Philippe Leveau (born 4 January 1940) is a French historian and archaeologist.
==Biography==
As a student in Bordeaux, where he carried out research on the political ideology of Roman emperor Julian, Leveau obtained the Agrégation d'histoire in 1963 (ranked 36th). As an assistant in ancient history at the University of Algiers for six years (1966-1972), he began researching the area around Caesarea in Mauretania.

From 1972 to 1984, Leveau was a lecturer at the Aix-Marseille University, where in 1979 he defended a post-graduate thesis under the supervision of Paul-Albert Février. It was published in 1984 by the Presses de École française de Rome. The same year, he was elected Professor of National Antiquities at the Aix-Marseille University, where he ended his career in 2002, having been awarded emeritus status.

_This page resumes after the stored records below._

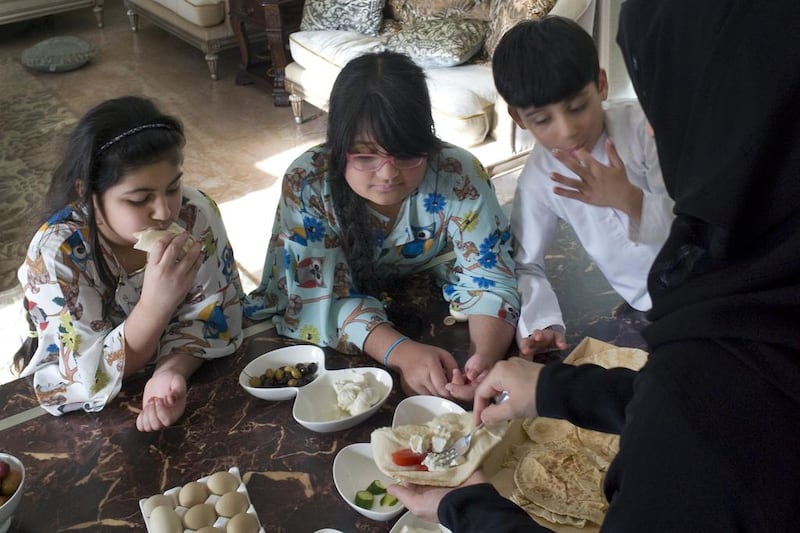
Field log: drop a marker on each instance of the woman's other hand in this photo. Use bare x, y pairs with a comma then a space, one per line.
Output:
163, 402
518, 378
424, 501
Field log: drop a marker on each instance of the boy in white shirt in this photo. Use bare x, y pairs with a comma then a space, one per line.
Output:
594, 165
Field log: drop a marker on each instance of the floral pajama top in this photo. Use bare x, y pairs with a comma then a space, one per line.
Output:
306, 284
80, 357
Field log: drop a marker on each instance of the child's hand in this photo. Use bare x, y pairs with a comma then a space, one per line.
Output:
424, 369
463, 384
598, 184
170, 273
543, 340
163, 402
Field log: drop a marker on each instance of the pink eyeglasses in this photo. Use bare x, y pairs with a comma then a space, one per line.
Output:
375, 162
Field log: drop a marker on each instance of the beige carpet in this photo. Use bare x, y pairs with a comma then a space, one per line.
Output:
34, 124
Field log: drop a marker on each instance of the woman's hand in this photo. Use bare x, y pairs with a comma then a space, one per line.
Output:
170, 273
424, 501
518, 378
424, 369
163, 402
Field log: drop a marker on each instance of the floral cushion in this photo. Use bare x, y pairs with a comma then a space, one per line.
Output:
412, 11
505, 14
438, 43
362, 16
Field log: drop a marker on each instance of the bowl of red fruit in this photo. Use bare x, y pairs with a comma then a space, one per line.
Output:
12, 482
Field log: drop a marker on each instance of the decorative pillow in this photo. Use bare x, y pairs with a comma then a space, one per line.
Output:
438, 43
58, 54
362, 16
413, 11
504, 15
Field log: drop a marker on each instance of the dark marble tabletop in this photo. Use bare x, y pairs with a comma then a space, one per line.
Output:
87, 472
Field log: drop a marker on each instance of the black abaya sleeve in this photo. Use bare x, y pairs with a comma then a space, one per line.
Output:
589, 396
481, 509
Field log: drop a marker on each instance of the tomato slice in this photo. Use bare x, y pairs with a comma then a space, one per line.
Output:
408, 457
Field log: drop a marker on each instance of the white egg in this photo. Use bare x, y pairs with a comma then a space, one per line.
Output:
164, 519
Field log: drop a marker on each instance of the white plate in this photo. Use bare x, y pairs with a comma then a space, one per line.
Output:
417, 525
290, 355
354, 470
316, 407
212, 499
418, 410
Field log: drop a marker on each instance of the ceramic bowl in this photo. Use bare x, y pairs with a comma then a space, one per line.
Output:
418, 410
316, 406
7, 509
410, 522
290, 355
354, 470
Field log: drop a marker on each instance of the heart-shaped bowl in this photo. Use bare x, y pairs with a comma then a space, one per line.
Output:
418, 410
318, 406
10, 504
278, 359
355, 470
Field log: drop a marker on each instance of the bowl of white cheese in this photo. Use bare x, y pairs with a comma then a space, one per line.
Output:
341, 399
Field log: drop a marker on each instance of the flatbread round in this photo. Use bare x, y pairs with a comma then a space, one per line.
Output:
632, 358
386, 441
565, 479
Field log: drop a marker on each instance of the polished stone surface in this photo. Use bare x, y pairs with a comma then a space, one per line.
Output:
87, 472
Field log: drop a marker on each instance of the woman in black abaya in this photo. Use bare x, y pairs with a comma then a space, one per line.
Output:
711, 426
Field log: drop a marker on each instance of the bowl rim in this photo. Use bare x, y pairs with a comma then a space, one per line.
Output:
420, 399
347, 422
355, 448
282, 393
14, 461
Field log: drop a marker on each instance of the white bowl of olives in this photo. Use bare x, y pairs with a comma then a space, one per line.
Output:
279, 374
12, 483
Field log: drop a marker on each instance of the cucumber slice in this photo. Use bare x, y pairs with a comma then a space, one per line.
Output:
376, 487
388, 500
365, 499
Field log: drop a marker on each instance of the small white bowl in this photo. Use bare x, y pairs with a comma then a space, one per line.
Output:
418, 410
8, 508
354, 470
290, 355
316, 407
414, 523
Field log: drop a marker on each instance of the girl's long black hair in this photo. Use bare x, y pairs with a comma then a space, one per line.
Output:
382, 96
112, 139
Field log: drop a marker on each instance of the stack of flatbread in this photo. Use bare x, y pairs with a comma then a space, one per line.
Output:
558, 468
386, 441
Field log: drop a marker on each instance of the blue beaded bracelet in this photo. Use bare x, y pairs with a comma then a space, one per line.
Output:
392, 347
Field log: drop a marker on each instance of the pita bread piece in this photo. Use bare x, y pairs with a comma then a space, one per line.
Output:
386, 441
147, 238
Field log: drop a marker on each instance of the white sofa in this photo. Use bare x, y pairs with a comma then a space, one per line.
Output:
467, 110
205, 24
17, 10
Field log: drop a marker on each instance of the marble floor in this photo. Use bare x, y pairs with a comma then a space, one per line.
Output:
238, 143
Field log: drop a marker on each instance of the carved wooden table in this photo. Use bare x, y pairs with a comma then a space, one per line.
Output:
277, 18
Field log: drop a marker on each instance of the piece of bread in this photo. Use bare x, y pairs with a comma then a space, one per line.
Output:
147, 238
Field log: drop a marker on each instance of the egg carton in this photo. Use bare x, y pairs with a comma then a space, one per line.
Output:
221, 521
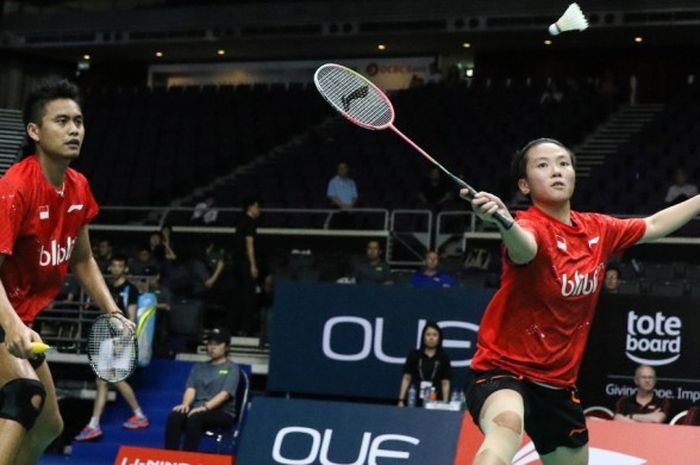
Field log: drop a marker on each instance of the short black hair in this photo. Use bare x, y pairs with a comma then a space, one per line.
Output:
119, 257
48, 89
249, 202
518, 165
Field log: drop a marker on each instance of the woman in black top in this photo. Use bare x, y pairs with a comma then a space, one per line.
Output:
428, 365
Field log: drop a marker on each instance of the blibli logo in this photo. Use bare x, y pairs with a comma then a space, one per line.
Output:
579, 284
56, 253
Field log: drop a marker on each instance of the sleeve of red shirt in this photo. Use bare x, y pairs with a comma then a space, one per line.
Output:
622, 233
92, 209
11, 216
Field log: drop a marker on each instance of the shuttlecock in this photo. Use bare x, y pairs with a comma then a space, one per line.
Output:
572, 19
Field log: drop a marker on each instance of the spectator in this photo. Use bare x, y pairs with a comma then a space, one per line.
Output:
428, 367
143, 264
208, 400
104, 255
342, 193
246, 268
125, 295
164, 301
372, 269
205, 212
430, 276
645, 406
434, 192
159, 245
681, 189
611, 283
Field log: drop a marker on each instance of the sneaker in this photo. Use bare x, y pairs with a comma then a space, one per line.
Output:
89, 433
136, 422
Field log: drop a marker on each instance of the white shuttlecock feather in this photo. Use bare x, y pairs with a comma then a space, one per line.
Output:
572, 19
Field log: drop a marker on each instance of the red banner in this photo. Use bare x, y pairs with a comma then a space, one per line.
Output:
129, 455
611, 443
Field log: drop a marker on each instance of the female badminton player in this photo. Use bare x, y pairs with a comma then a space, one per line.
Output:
45, 207
534, 330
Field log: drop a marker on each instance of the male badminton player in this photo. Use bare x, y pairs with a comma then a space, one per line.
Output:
45, 207
534, 330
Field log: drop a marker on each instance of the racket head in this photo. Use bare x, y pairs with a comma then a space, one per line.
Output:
354, 96
112, 349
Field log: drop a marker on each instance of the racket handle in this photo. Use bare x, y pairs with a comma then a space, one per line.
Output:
39, 347
502, 220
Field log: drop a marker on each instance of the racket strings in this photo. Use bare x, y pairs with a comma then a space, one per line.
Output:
354, 97
111, 349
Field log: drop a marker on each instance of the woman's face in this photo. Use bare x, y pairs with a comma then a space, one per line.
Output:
549, 174
431, 338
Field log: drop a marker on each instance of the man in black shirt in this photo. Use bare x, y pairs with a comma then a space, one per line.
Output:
125, 295
245, 268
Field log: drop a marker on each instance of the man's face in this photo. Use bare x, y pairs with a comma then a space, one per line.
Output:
645, 379
431, 261
373, 250
104, 249
117, 268
61, 132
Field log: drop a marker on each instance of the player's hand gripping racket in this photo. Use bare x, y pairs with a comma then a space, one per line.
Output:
112, 348
364, 104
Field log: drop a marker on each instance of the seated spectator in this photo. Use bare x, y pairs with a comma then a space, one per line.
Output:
430, 276
435, 192
645, 406
143, 264
612, 280
681, 189
208, 400
427, 368
205, 212
342, 194
372, 269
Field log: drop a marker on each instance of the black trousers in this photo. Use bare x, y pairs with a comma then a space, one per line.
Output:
245, 307
193, 427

He was a member of the Conseil national de la recherche archéologique from March 13, 1995 to March 13, 1999, and a member of the Commission pour les fouilles sous-marines, elected by the Commission interrégionale de la recherche archéologique Sud-est.

== Works ==
- Caesarea de Maurétanie : une ville romaine et ses campagnes, Éditions de l'École française de Rome, 1984, X + 556 pages (recension here)
- Ph. Leveau et J.-L. Paillet, L'alimentation en eau de Caesarea de Maurétanie et l'aqueduc de Cherchel (in collaboration with J.-L. Paillet), Ed. L'Harmattan, Paris 1976, 185 pages, 10 plans hors-texte.
- J. Gascou, Ph. Leveau et J. Rimbert, Inscriptions latines de la cité d'Apt, Supplément à Gallia, Paris, CNRS, 1997, 220 p.
- Burnouf J. et Leveau Ph., (dir.), Fleuves et Marais, une Histoire au Croisement de la Nature et de la Culture. Sociétés préindustrielles et milieux fluviaux, lacustres et palustres : pratiques sociales et hydrosystèmes, CTHS, Paris, 2004.
- Ph. Leveau et J.P. Saquet ., Milieu et sociétés dans la vallée des Baux, Supplément 31 à la Revue Archéologique de Narbonnaise, 390 p.
- Leveau Ph. et Rémy B., La ville des Alpes occidentales à l’époque romaine, CHRIPA, Grenoble, 2008.